Голомысов налил стакан воды и дал его Глотнику. Стуча зубами о края стакана, он сделал несколько глотков, облил свою рубаху и снова, весь дрожа, закричал:
— Пишите, скорей пишите, а то я боюсь, что передумаю, духу не хватит, боюсь!.. Боюсь!..
Надо было видеть и слышать, как он выкрикивал это слово «боюсь», чтобы понять, как действительно боится этот несчастный, опустошенный всей своей нелепой и грязной жизнью человек, что у него «духу не хватит», да, не хватит духу сбросить со своей совести чистосердечным признанием, как рывком, страшный груз преступления, который он нес столько месяцев…
Потом он немного успокоился и стал рассказывать, По существу, снова начался допрос, отличавшийся от предыдущих лишь тем, что теперь мы с Голомысовым не уличали Глотника, а он сам рассказывал все, что хотел. Лишь изредка, когда он невольно уклонялся от сути дела, мы возвращали в нужное русло стремительно струившийся поток его показаний. Искусство допроса обвиняемого, как мне кажется, состоит не только в умении задавать вопросы, но и в умении выслушивать ответы, не только в том, чтобы спрашивать , но и в том, чтобы иногда только слушать , впитывая в себя все детали того, что обвиняемый говорит, как он это говорит и почему говорит.

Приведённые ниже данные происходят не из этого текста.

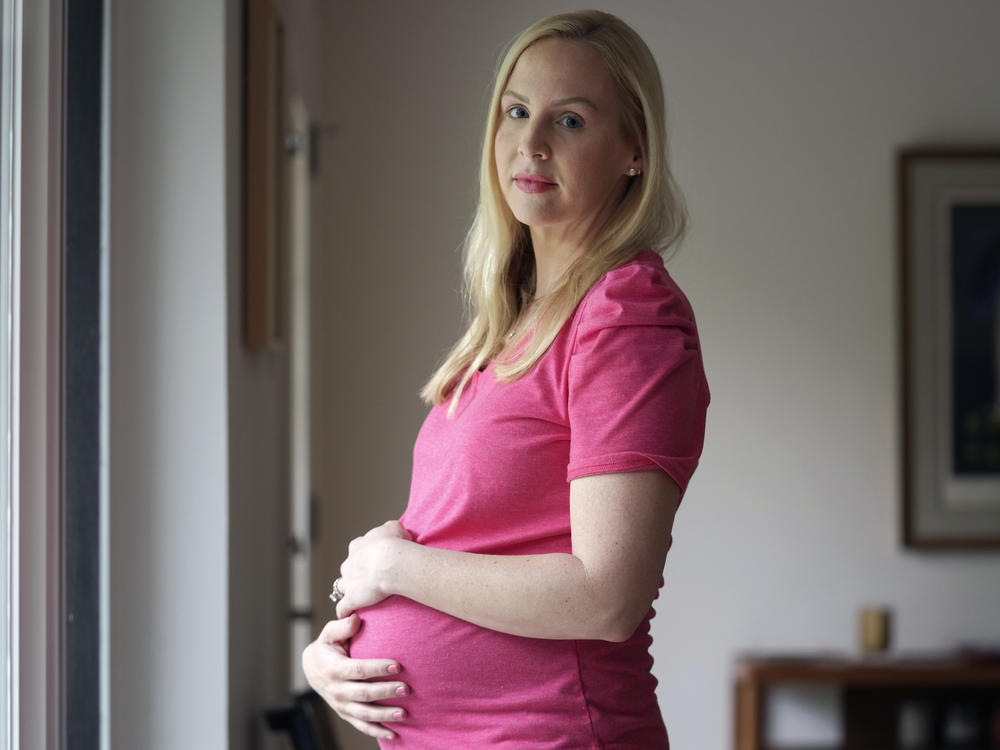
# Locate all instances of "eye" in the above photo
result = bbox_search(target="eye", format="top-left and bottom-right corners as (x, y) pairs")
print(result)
(557, 115), (583, 130)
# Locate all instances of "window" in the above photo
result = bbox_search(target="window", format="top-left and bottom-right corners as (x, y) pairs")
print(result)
(0, 0), (14, 750)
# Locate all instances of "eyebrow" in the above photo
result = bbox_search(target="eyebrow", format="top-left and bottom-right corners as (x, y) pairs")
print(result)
(501, 89), (598, 110)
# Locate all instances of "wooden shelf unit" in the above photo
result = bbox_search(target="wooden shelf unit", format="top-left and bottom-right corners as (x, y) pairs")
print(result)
(735, 655), (1000, 750)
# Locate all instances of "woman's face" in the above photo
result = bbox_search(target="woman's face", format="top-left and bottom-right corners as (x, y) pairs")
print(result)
(493, 39), (641, 241)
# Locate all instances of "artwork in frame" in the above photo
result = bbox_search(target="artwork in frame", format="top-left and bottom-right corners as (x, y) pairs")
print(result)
(898, 147), (1000, 549)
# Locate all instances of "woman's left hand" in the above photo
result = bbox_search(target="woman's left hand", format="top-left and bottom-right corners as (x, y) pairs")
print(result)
(337, 521), (413, 617)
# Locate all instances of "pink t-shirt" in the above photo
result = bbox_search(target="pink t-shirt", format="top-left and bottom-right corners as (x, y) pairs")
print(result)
(350, 252), (709, 750)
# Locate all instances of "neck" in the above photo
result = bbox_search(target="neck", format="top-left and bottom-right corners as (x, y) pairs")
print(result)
(531, 227), (587, 299)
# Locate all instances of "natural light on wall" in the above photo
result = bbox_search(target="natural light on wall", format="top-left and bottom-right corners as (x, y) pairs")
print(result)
(0, 0), (14, 750)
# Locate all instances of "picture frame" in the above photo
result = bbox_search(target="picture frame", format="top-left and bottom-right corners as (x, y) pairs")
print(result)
(243, 0), (288, 352)
(897, 147), (1000, 549)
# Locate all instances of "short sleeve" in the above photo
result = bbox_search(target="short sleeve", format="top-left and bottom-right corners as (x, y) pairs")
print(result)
(567, 262), (709, 494)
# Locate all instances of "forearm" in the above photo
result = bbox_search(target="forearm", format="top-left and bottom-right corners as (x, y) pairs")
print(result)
(385, 540), (640, 641)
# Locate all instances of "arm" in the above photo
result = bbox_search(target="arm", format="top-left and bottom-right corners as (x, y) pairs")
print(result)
(337, 470), (680, 641)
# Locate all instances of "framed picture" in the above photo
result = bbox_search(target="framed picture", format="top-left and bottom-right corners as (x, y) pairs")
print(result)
(898, 147), (1000, 549)
(243, 0), (288, 352)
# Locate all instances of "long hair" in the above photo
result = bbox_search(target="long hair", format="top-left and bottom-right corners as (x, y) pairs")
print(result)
(420, 10), (687, 416)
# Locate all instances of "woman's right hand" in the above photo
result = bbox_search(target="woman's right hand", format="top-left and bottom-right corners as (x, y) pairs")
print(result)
(302, 614), (410, 739)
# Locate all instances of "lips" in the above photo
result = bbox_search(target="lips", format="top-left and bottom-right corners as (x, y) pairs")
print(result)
(514, 172), (557, 193)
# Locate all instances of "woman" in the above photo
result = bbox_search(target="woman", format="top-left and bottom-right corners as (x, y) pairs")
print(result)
(303, 11), (708, 750)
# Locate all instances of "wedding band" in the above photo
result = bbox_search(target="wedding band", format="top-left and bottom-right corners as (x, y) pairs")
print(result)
(330, 577), (344, 604)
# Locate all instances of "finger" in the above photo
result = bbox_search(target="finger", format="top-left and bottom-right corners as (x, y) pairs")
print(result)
(337, 703), (406, 724)
(328, 655), (402, 682)
(317, 617), (361, 644)
(340, 681), (410, 704)
(342, 716), (396, 740)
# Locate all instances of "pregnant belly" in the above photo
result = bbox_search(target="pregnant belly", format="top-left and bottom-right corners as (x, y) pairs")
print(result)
(350, 596), (596, 750)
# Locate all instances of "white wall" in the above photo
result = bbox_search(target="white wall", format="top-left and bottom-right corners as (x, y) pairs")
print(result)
(109, 0), (229, 750)
(109, 0), (298, 750)
(314, 0), (1000, 750)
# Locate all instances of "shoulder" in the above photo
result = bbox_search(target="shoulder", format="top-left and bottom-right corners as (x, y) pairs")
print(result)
(574, 251), (697, 350)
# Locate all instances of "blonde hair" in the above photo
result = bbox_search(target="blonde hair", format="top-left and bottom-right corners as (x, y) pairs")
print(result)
(420, 10), (687, 416)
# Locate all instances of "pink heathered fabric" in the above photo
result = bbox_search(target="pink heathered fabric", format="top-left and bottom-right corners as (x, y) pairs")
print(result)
(350, 252), (709, 750)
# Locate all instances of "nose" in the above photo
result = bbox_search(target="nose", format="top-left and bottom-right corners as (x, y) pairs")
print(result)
(517, 120), (550, 159)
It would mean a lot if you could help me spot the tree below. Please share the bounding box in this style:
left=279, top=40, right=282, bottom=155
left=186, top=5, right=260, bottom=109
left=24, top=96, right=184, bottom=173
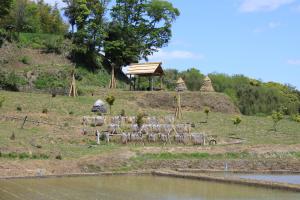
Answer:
left=105, top=95, right=116, bottom=114
left=232, top=116, right=242, bottom=127
left=0, top=0, right=12, bottom=20
left=181, top=68, right=204, bottom=91
left=272, top=111, right=283, bottom=132
left=104, top=0, right=179, bottom=86
left=204, top=107, right=210, bottom=123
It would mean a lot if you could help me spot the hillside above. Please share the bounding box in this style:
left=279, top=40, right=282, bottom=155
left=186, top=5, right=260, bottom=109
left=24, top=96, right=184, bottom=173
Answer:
left=0, top=90, right=300, bottom=176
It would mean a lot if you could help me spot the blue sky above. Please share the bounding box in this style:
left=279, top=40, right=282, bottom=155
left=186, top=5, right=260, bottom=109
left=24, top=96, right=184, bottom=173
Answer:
left=46, top=0, right=300, bottom=89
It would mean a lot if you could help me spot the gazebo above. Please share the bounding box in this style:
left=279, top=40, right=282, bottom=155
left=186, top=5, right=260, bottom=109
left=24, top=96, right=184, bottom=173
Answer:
left=127, top=62, right=164, bottom=91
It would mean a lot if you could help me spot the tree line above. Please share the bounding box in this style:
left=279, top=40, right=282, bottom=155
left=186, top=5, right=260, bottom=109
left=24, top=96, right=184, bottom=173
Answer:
left=162, top=68, right=300, bottom=115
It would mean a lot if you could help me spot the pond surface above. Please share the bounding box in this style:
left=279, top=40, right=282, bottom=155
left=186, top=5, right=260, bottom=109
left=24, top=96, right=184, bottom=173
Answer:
left=0, top=176, right=300, bottom=200
left=235, top=174, right=300, bottom=184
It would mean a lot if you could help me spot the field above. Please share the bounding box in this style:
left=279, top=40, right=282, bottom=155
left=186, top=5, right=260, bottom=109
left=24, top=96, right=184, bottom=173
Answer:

— Я женился на Елочке в тысяча девятьсот сорок третьем году, она давно мне нравилась, — нравилось мне, как она смеялась, как она ходит, как она говорит, как она красит губы, как она кокетничает… Мне нравились ее лицо и ее фигура, ее глаза и ее ноги, все мне в ней нравилось… Меня не смущала разница лет, и я не очень об этом задумывался, вероятно полагая в глубине души, что это она, а не я, должна думать…
Потом я понял, как был неправ… Когда она дала согласие стать моей женой, я тоже не задумывался над тем, почему она согласилась? Потому ли, что любит меня, или потому, что ей было трудно жить одной с ребенком и старой матерью, а я, как она находила, был «хорошей партией»… Меня устраивало, что эта молоденькая, хорошенькая, кокетливая женщина будет принадлежать мне, и я думал, что это и есть счастье… Правда, я никогда не был монахом, вел довольно распутную жизнь, я очень люблю женщин, и, вероятно, они развратили меня, как я развращал их… Мы с вами интеллигентные, хотя и разные люди, и вы должны согласиться со мной, что в таких случаях процесс развращения происходит взаимно, не так ли?